Estendere il tempo pieno nelle scuole, contrastare la dispersione e aiutare le mamme e i papà a conciliare meglio lavoro e famiglia: sono questi gli obiettivi del piano da 10 milioni di euro messo a punto dal governo regionale attraverso l’assessorato dell’Istruzione e della formazione professionale.
Edilizia scolastica, refezione e buoni pasto
Il primo intervento riguarda il piano triennale di edilizia scolastica 2026-2028 destinato alle scuole elementari e medie che intendono realizzare o ristrutturare una sala mensa; il secondo prevede un contributo massimo di 20 mila euro per gli istituti che offrono il servizio di refezione in aggiunta a quello finanziato dai Comuni; il terzo, infine, introduce per la prima volta i buoni pasto da 7 euro per gli studenti delle superiori.

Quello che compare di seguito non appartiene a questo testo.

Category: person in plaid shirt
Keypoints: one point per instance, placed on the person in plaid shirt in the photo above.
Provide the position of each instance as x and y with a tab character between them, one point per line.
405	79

“Investire nella scuola significa investire nel futuro della Sicilia e delle sue famiglie – dice il presidente della Regione, Renato Schifani –. Con questo piano mettiamo a disposizione risorse concrete per rendere gli istituti più moderni e inclusivi. Vogliamo che ogni studente abbia gli spazi e i servizi necessari per un percorso formativo completo, dal primo giorno di elementari fino alla maturità. Una scuola che funziona bene, che accoglie e trattiene i ragazzi, è anche la risposta più concreta alle famiglie che ogni giorno faticano a conciliare lavoro e impegni familiari”.
Ampliare il tempo pieno
“Per ampliare il tempo pieno nelle scuole e migliorare l’offerta formativa dobbiamo dotare gli istituti di sale mensa e ambienti idonei a fornire questo servizio – afferma l’assessore all’Istruzione, Mimmo Turano –. In questi anni abbiamo finanziato palestre, laboratori, auditorium e spazi comuni, investendo risorse significative nell’edilizia. Con questi fondi, che contiamo di incrementare, costruiamo un meccanismo che potenzia il servizio mensa per gli alunni delle elementari e delle medie e sostiene gli studenti delle superiori. La dispersione scolastica si combatte rendendo le scuole attrattive e introducendo strumenti nuovi che incentivano i ragazzi a restare anche nel pomeriggio”.
Il piano mensa
Nel dettaglio, il piano per le sale mensa prevede tre linee di finanziamento: fino a 50 mila euro per la realizzazione di refettori fino a 100 posti; un massimo di 100 mila euro per ambienti con una capienza da 100 a 200 persone; 200 mila euro per interventi che prevedono la realizzazione di tensostrutture. Destinatari dell’avviso sono i Comuni, le Città metropolitane e i Liberi consorzi proprietari degli edifici scolastici. Sono finanziabili progetti per realizzare, ampliare, riqualificare, mettere in sicurezza e ristrutturare spazi adibiti o da adibire a mense appartenenti a edifici pubblici destinati al primo e al secondo ciclo di istruzione e ai convitti, censiti nell’Anagrafe nazionale dell’edilizia scolastica. Le domande dovranno essere presentate entro le 24 dell’8 luglio tramite Pec all’indirizzo ufficiospeciale.chiusuraprofoif@certmail.regione.sicilia.it
Per quanto riguarda l’integrazione del servizio di refezione scolastica alle elementari e alle medie, la circolare mette a disposizione di ciascuna scuola un contributo massimo di 20 mila euro, aggiuntivo rispetto alle risorse destinate dagli enti locali.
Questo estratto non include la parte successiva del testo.